One reassuring detail: with the exception of the Andes virus found in South America, hantaviruses do not spread from person to person. You cannot pass North American hantavirus to family members or coworkers. The Andes virus is the only known strain where human-to-human transmission has been documented. In one 2018-2019 outbreak in Argentina, a chain of person-to-person infections starting from a single case led to 33 infections.

Preventing Future Exposure

If the exposure happened because you discovered rodents in your home, garage, or cabin, the priority after cleanup is sealing entry points. Mice can squeeze through gaps as small as a pencil’s width. Steel wool stuffed into small holes, caulk around pipes, and weather stripping under doors all help. Store food in sealed containers, and remove potential nesting sites like piles of cardboard, fabric, or paper.

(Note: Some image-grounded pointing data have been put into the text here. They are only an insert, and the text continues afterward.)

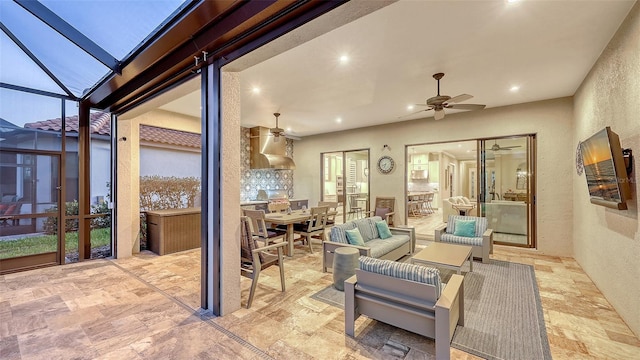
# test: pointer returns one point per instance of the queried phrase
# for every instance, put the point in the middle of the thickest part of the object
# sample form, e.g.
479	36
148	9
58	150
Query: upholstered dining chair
261	231
355	210
314	226
254	259
385	208
332	208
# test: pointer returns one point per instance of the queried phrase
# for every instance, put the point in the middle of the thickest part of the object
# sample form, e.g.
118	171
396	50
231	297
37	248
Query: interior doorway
507	188
345	179
495	175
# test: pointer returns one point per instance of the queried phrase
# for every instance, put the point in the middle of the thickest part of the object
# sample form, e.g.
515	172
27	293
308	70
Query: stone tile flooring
146	307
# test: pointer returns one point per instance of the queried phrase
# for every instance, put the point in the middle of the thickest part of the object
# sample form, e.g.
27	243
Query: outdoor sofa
411	297
401	243
481	240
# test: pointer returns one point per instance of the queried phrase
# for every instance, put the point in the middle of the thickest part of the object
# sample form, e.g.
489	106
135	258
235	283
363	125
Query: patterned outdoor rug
503	314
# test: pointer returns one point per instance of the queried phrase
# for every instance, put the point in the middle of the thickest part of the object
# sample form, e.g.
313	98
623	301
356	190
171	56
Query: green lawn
48	243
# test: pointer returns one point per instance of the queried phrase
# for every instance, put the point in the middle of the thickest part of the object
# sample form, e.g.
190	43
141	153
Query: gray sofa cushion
338	232
368	228
380	247
462	240
418	273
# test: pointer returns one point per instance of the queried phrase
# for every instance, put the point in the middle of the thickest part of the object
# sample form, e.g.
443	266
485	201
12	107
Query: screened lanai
62	65
56	179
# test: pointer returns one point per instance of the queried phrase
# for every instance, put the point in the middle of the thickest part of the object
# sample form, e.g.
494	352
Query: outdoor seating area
467	230
411	297
301	180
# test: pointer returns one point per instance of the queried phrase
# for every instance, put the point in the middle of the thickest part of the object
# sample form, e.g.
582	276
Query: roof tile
101	124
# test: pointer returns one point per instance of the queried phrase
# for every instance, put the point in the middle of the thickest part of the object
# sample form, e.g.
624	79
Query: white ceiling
483	47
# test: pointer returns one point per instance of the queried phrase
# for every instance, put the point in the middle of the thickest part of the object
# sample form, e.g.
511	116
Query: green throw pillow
354	237
466	228
383	229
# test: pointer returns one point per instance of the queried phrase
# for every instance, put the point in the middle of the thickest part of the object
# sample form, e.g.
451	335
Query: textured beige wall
170	120
607	241
128	231
551	120
128	202
230	188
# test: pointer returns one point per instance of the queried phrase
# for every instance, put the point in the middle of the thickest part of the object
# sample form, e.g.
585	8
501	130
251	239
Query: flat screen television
605	170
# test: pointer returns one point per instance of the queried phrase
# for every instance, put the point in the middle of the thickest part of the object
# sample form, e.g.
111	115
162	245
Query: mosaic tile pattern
263	179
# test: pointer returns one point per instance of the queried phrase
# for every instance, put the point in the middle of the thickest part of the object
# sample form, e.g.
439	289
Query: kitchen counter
260	202
253	202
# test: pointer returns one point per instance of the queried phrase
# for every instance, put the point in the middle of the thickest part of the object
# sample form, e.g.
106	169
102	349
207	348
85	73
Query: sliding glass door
345	176
507	188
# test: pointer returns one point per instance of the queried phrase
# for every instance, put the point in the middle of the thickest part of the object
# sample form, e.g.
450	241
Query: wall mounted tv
605	170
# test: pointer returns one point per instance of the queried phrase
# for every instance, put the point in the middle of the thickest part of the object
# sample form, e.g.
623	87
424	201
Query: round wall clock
579	164
386	164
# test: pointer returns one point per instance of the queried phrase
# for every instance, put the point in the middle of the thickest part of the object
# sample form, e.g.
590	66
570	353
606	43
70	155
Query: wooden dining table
296	216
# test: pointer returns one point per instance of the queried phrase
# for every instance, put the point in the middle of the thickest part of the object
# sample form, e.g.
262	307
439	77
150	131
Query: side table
345	262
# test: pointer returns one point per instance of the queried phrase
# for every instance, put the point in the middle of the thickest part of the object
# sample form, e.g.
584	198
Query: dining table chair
314	226
332	208
254	259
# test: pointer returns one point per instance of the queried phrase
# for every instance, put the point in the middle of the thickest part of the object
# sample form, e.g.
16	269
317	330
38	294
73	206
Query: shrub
158	193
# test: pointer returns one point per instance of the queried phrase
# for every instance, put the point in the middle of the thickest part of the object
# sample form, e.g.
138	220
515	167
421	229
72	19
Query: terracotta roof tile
168	136
101	124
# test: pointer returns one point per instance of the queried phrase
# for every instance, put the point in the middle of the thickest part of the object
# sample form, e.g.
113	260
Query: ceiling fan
441	102
278	132
496	147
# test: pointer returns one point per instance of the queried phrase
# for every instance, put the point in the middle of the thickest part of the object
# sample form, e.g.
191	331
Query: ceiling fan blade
466	106
460	98
413	113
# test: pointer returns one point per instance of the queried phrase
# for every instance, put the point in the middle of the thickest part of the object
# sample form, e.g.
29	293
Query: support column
128	178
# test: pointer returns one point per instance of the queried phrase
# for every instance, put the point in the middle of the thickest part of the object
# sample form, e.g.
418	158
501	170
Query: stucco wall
230	202
170	162
129	168
551	120
607	241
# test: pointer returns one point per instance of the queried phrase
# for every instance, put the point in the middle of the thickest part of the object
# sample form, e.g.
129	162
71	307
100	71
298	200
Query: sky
129	23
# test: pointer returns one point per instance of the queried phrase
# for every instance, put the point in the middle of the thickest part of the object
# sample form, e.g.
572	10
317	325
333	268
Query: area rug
503	313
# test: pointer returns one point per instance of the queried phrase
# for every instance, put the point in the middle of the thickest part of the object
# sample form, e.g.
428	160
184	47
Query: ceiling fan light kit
440	102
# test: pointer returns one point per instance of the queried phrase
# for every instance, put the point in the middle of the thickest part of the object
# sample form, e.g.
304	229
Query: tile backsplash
253	180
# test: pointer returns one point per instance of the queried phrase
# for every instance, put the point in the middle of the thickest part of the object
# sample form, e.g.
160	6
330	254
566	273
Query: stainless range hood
267	153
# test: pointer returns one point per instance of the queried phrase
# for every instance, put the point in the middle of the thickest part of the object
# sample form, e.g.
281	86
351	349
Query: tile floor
146	307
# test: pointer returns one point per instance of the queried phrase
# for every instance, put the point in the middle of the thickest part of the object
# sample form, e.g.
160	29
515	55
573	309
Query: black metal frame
72	34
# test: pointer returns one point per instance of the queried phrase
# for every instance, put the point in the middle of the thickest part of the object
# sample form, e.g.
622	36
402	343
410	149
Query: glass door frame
49	258
485	195
342	186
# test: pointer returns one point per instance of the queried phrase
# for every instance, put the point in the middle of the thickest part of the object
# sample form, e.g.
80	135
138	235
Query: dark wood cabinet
173	230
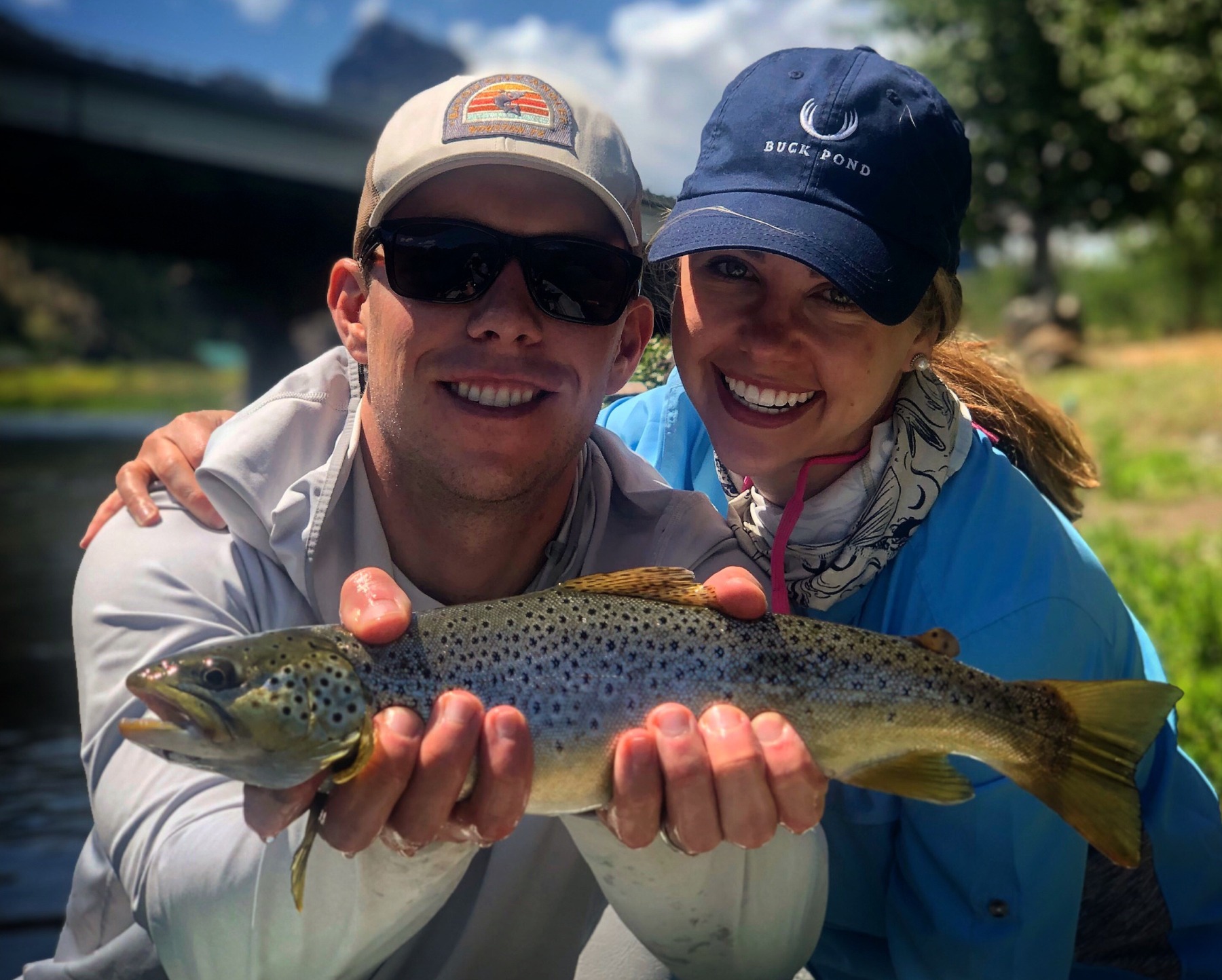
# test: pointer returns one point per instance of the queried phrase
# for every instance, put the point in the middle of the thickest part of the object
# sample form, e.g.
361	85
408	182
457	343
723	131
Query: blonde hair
1037	436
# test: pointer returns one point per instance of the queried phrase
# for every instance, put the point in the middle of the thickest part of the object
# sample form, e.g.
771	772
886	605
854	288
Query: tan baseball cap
500	119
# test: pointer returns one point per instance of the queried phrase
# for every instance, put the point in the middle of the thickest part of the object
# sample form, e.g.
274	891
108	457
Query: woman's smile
762	407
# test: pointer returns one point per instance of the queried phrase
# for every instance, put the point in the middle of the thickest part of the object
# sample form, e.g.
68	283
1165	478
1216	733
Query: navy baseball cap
843	160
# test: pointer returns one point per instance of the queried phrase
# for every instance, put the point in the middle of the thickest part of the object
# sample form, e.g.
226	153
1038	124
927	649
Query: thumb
373	606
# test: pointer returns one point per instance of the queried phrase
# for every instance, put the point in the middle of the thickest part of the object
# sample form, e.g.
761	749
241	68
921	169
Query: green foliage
60	301
1141	296
1173	589
655	363
165	388
1153	73
1039	154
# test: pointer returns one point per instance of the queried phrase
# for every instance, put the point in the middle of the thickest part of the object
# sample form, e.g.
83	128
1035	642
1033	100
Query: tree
1153	73
1041	159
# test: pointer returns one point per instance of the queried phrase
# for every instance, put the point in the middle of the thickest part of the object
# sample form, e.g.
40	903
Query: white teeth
494	396
766	400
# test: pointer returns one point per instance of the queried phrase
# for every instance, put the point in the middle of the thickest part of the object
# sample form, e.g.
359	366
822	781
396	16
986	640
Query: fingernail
769	728
456	710
382	607
506	725
673	723
640	755
400	721
722	719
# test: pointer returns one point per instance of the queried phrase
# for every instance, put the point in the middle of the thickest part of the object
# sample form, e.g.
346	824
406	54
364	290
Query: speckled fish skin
582	665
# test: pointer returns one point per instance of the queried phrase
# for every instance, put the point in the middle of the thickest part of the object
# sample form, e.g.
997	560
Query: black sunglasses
441	261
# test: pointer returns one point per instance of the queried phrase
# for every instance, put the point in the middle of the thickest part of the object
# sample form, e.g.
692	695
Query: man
488	309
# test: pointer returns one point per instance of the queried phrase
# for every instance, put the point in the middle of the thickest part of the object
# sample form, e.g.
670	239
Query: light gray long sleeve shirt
172	882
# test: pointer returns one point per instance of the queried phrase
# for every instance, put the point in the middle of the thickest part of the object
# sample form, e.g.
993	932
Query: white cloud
661	67
369	12
261	12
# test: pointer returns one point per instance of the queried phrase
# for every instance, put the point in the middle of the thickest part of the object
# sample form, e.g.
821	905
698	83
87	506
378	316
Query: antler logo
808	122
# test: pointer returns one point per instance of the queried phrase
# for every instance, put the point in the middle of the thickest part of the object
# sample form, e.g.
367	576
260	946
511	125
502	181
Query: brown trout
591	658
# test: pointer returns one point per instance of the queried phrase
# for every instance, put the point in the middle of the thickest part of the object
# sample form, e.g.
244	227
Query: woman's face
782	366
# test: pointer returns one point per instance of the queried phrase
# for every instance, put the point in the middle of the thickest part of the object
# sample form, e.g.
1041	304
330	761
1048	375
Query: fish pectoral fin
939	642
297	870
676	586
357	759
916	775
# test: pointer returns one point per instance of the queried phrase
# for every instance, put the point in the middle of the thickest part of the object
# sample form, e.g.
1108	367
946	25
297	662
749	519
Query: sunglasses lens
443	263
580	282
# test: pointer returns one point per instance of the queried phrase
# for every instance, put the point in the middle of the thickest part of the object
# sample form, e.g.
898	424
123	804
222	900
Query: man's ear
346	297
638	328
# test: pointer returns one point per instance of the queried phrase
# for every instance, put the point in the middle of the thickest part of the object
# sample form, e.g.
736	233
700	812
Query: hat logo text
808	122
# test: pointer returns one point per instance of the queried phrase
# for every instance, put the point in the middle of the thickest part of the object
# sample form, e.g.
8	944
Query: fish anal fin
916	775
301	857
676	586
938	641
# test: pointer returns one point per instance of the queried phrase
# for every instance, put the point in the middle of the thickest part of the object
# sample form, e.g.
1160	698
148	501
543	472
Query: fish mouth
181	719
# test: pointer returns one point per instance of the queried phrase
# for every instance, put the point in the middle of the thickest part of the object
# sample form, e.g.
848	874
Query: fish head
270	710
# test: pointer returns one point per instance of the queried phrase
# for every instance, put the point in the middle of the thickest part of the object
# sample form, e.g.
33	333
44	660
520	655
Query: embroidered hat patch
517	105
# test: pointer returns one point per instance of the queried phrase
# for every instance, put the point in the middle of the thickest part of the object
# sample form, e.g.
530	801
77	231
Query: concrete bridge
113	157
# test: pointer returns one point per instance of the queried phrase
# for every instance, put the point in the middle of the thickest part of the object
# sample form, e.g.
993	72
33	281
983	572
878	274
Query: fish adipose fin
676	586
939	642
918	775
1093	785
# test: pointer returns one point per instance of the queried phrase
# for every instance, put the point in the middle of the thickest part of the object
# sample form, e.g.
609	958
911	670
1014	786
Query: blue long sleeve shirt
997	888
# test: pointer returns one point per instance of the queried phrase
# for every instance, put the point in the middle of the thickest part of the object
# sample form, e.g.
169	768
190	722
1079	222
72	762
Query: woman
868	462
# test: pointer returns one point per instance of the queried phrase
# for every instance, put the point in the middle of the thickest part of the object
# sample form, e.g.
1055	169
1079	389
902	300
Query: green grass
1174	589
1155	429
154	388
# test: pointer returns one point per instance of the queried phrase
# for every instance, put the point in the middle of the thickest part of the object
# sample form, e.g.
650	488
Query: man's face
424	358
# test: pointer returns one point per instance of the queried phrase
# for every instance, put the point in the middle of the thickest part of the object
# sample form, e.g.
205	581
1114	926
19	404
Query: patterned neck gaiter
933	433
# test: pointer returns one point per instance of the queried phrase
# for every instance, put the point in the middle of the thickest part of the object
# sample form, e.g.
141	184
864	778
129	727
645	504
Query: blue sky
289	43
659	67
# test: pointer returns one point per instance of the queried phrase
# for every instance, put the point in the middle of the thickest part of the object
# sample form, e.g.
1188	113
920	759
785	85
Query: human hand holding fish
586	661
725	778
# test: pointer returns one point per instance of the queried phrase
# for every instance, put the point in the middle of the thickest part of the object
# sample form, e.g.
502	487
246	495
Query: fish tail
1092	784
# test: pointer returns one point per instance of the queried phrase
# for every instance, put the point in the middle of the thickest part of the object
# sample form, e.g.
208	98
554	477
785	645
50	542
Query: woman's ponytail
1037	436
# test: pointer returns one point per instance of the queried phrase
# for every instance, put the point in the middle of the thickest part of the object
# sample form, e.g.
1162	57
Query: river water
54	471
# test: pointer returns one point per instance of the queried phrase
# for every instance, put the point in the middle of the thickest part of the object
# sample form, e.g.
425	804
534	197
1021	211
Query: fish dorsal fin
939	642
918	775
676	586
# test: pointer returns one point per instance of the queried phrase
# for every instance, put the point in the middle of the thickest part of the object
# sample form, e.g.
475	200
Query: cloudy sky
658	65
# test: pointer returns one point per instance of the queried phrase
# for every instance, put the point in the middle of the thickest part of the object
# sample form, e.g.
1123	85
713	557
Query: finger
373	606
745	799
107	510
268	812
132	482
739	593
690	798
798	787
357	810
635	812
446	753
506	764
177	472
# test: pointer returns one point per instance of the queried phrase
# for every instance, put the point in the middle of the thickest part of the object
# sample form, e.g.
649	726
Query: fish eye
218	675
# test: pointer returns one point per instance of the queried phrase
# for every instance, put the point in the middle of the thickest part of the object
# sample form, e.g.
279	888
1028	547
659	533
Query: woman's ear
346	297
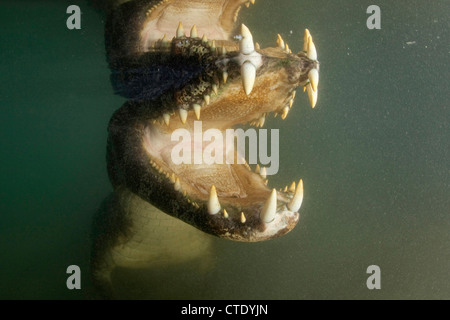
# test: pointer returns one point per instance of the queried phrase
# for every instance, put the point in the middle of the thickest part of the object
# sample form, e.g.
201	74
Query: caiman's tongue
221	84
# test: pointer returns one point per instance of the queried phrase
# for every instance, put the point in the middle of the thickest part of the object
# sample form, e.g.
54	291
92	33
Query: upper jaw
249	82
256	212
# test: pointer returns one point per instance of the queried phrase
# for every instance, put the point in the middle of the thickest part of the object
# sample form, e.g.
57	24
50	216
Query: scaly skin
174	77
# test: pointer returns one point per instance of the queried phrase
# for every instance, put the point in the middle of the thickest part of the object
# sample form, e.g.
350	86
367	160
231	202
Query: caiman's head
179	80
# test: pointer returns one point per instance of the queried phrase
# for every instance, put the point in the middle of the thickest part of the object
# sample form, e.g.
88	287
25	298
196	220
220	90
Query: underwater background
373	154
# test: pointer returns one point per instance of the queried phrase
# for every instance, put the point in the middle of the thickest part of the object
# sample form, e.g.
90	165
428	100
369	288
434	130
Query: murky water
373	154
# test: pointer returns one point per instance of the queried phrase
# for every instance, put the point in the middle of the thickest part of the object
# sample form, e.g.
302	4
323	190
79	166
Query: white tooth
296	201
305	40
280	42
248	74
197	109
180	30
269	210
246	45
312	95
262	120
213	202
292	187
183	115
263	172
311	53
194	33
313	76
177	185
166	118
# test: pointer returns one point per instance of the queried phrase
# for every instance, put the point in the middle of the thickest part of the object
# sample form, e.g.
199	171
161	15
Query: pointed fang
183	115
312	95
285	112
305	40
269	210
313	76
292	187
166	118
213	202
263	172
197	109
177	185
311	53
296	201
248	74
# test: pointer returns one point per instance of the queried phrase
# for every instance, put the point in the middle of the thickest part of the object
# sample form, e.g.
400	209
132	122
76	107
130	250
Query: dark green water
374	153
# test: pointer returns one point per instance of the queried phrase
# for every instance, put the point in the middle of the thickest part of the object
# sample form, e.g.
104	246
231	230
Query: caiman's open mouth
179	81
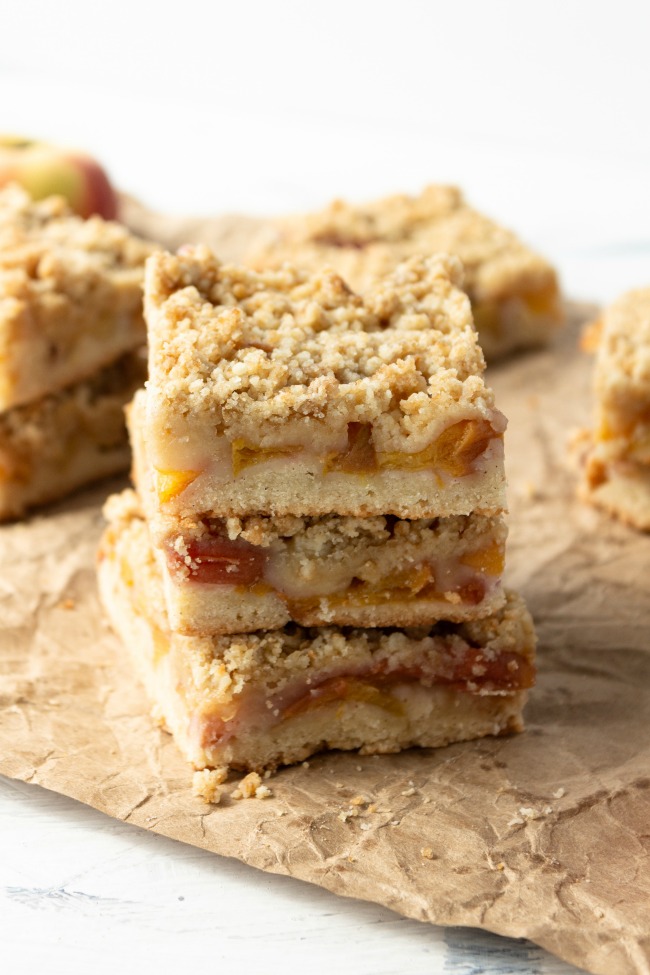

For seasonal buildings like vacation cabins or hunting camps that sit empty for months, always ventilate before entering and assume rodents may have been inside. Open up, walk away for 30 minutes, then inspect before settling in. If you find droppings, clean with the wet method and bleach solution described above rather than reaching for a broom.

Trapping is more effective and safer than poison for rodent control around living spaces. Poisoned rodents can die in walls or hidden spaces, creating another contaminated cleanup situation. Snap traps placed along walls where droppings are visible tend to be the most practical option. Wear gloves when handling traps and disposing of dead rodents, and spray them with bleach solution before picking them up.